A new cyberespionage campaign attributed to the notorious Russian state-sponsored group APT28 (also known as Fancy Bear or Forest Blizzard) has been uncovered targeting government entities in Western and Central Europe. Dubbed “Operation MacroMaze” by researchers at Lab52, the operation relies on a surprisingly simple yet effective toolkit to steal data while evading detection.
Active since late September 2025, the campaign uses decoy documents that mimic official communications from the Spanish government to trick victims into launching the infection chain.
The attack begins with a spear-phishing email containing a malicious Microsoft Word document.
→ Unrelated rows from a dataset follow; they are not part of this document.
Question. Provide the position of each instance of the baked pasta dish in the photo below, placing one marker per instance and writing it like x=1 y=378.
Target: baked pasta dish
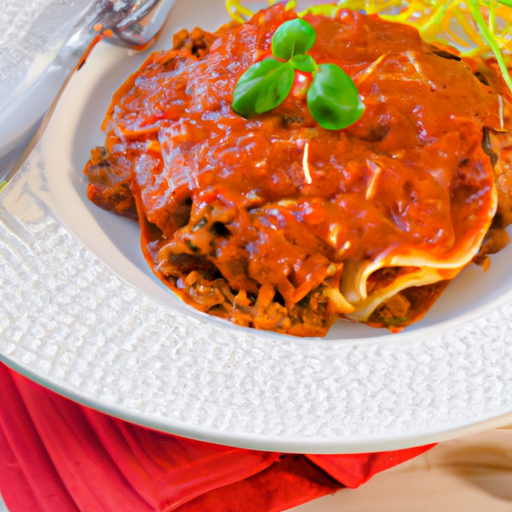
x=276 y=223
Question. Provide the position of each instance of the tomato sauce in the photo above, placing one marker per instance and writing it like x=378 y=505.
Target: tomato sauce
x=251 y=219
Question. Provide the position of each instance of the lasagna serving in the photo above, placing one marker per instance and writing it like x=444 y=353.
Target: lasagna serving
x=275 y=223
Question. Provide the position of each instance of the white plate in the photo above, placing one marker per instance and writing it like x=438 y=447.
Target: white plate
x=82 y=313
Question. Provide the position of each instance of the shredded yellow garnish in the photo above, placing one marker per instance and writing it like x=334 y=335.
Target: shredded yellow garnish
x=474 y=28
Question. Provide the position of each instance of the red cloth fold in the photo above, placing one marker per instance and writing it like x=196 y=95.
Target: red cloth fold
x=56 y=455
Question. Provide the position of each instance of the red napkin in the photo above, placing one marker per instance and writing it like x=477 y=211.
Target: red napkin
x=56 y=455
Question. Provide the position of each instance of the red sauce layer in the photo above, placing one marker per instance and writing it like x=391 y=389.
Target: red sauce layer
x=248 y=219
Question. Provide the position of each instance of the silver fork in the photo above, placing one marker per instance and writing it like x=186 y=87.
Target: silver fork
x=130 y=23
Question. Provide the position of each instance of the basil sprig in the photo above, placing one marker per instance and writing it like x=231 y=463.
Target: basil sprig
x=333 y=99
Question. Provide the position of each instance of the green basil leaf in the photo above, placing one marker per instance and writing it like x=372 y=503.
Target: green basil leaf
x=263 y=87
x=333 y=98
x=304 y=63
x=293 y=38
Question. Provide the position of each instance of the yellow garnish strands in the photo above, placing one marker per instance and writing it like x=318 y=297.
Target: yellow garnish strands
x=474 y=28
One identified sample posed as an official agenda from the Spanish Ministry of the Presidency, Justice and Relations with the Courts, deliberately crafted to look authentic.
Inside the document’s code lies a hidden tracking mechanism. “All analyzed documents share a common structural element within their XML: an INCLUDEPICTURE field referencing a remote URL hosted on webhook[.]site,” the report explains. This allows the attackers to know exactly when a victim has opened the file.
Once the document is opened, malicious macros drop a series of basic files—VBScripts, batch files, and HTML snippets—into the user’s profile. Rather than deploying complex custom malware, APT28 is “living off the land” by using standard Windows tools and legitimate web services.
“The campaign relies on basic tooling and in the exploitation of legitimate services for infrastructure and data exfiltration,” Lab52 researchers note.
The malware uses Microsoft Edge in “headless” mode (invisible to the user) to silently communicate with the attackers. One variant even moves the browser window off-screen (position 10,000, 10,000) to hide its activity while it downloads payloads and exfiltrates data.
The goal of Operation MacroMaze appears to be rapid information gathering rather than long-term persistence. The malware collects system information and exfiltrates it via Webhook.site, a free service often used by developers for testing.
“The operator appears to favour in this campaign brief and low-visibility intrusions over maintaining long-term implants,” the report concludes.
By using ephemeral infrastructure and cleaning up its own files after execution, the campaign makes it incredibly difficult for defenders to track. As Lab52 summarizes: “It’s low-tech executed with high craft, which makes detection and attribution harder than the artifacts alone would suggest”.